December 1, 2018 @ 7:00 pm - 9:00 pm UTC+0

$5 – $10

On December 1, the night before the fifth annual Howard Zinn Book Fair, three leading activist-scholars will come together in conversation about Black Feminism past and present. The speakers, Keeanga-Yamahtta Taylor, Cat Brooks and Zoé Samudzi, each coming from a unique radical tradition, will combine their own research and experience with the history of past movements to explore questions around race, gender, class, and ultimately, liberation. What is the role of elections? Of #BlackLivesMatter? Of Trump? How should we be organizing today for our collective liberation?

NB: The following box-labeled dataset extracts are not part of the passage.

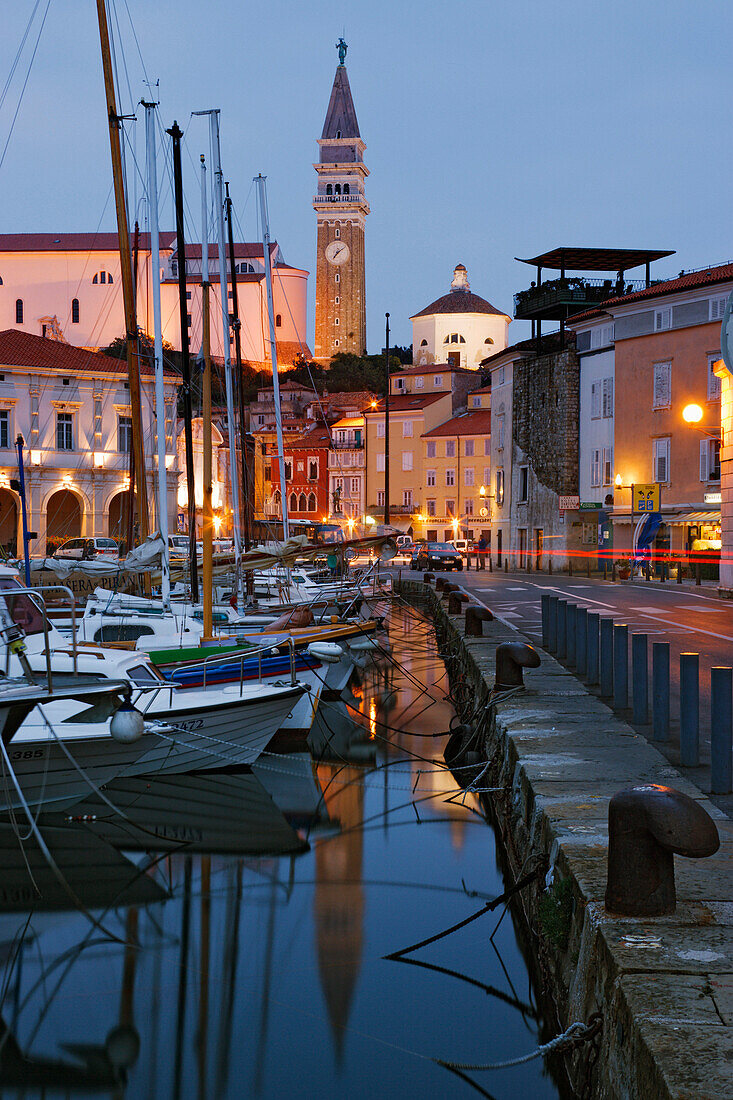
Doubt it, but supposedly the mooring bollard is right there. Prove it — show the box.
[547,596,557,653]
[600,618,613,699]
[541,592,549,649]
[710,666,733,794]
[652,641,669,741]
[586,612,601,684]
[605,783,720,916]
[466,604,494,638]
[632,634,649,726]
[557,600,568,661]
[613,623,628,711]
[576,607,588,677]
[679,653,700,768]
[494,641,539,691]
[565,602,578,664]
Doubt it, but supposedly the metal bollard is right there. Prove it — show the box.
[565,603,578,664]
[679,653,700,768]
[710,667,733,794]
[586,612,601,684]
[605,783,720,916]
[557,600,568,661]
[576,607,588,677]
[652,641,669,741]
[599,618,613,699]
[541,592,549,649]
[613,623,628,711]
[547,596,558,653]
[632,634,649,726]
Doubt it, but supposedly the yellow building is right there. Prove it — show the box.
[414,411,491,542]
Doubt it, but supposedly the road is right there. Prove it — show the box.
[394,568,733,810]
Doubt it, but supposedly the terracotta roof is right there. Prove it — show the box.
[0,329,179,378]
[364,389,450,416]
[423,409,491,439]
[0,230,176,254]
[411,290,508,321]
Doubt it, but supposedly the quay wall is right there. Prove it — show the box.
[397,581,733,1100]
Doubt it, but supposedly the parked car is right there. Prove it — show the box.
[415,542,463,571]
[52,538,120,561]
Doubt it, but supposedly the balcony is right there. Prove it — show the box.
[514,278,654,321]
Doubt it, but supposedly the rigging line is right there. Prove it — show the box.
[0,0,41,111]
[0,0,51,168]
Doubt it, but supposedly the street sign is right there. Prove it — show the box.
[632,482,661,512]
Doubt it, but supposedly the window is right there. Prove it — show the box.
[652,439,671,485]
[602,378,613,418]
[710,297,727,321]
[117,416,132,454]
[496,413,506,451]
[56,413,74,451]
[654,309,671,332]
[603,447,613,485]
[695,439,720,482]
[708,353,720,402]
[512,466,529,504]
[652,363,671,409]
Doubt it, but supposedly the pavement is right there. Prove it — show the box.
[394,567,733,817]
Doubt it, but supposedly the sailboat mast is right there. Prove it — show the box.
[254,175,291,539]
[201,156,214,641]
[97,0,149,549]
[165,122,198,604]
[142,100,171,611]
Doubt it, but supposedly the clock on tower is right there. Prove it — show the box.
[313,39,369,362]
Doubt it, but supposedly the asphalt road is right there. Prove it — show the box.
[394,558,733,810]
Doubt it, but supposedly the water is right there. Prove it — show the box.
[0,612,559,1100]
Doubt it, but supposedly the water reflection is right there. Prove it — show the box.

This event will also feature poetry readings by Idrissa Simmonds.

In the last several years, Black feminism has reemerged as the analytical framework for the activists response to the oppression of trans women of color, the fight for reproductive rights, and of course, the movement against police abuse and violence. The most visible organizations and activists connected to the Black Lives Matter movement speak openly about how Black feminism shapes their politics and strategies today. —Keeanga-Yamahtta Taylor

How We Get Free: A Conversation on Black Feminism, Politics, and Liberation takes place Saturday December 1st, 7pm
at the First Congregational Church of Oakland, 2501 Harrison St, Oakland, CA 94612. A sliding scale donation of $5-10 is requested and the event is sponsored by the Howard Zinn Book Fair and the International Socialist Organization and all proceeds will go to the book fair. And please attend the Fifth Annual Howard Zinn Book Fair on Sunday, Dec. 2 frm 10-6 at City College of SF at 1125 Valencia St., SF.

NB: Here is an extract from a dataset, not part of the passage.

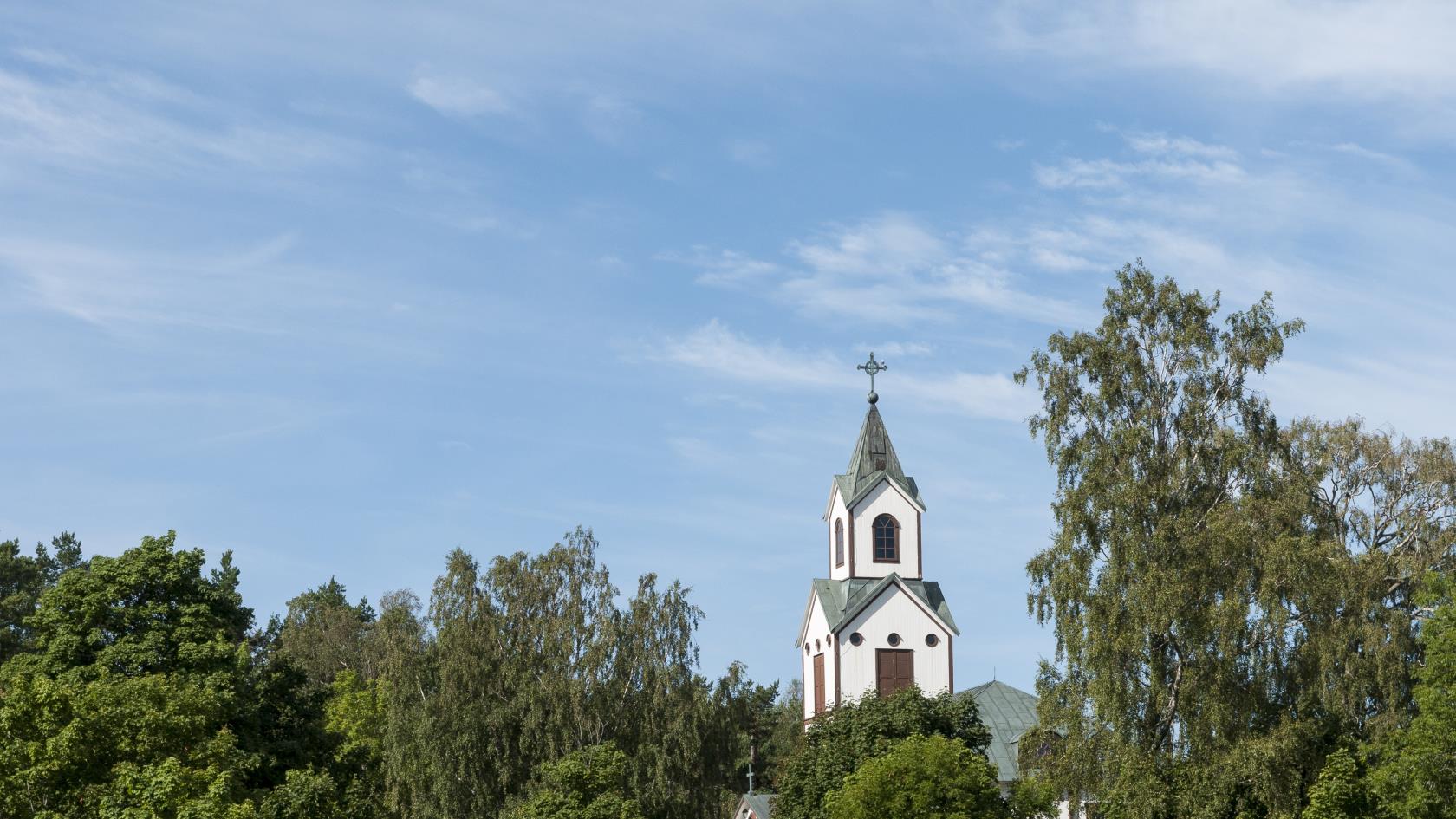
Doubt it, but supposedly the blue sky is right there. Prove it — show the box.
[0,0,1456,688]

For more information see profiles below and check our website:

Keeanga-Yamahtta Taylor is an assistant Professor of African-American Studies at Princeton University. She is the author of From #BlackLivesMatter to Black Liberation, an examination of the history and politics of Black America and the development of the social movement Black Lives Matter in response to police violence in the United States. Taylor’s book, How We Get Free: Black Feminism and the Combahee River Collective explores the history of the Combahee River Collective, a trailblazing 1960s-70s group of radical black feminists through interviews with the groups founders. Her research examines race, housing, and public policy.

Cat Brooks was a candidate for Oakland mayor in 2018. She is a leading activist in the Black Lives Matter Movement and co-founder of the Anti-Police Terror Project whose mission is to rapidly respond to and ultimately eradicate state violence in communities of color. Brooks is also a KPFA radio host, playwright and actor.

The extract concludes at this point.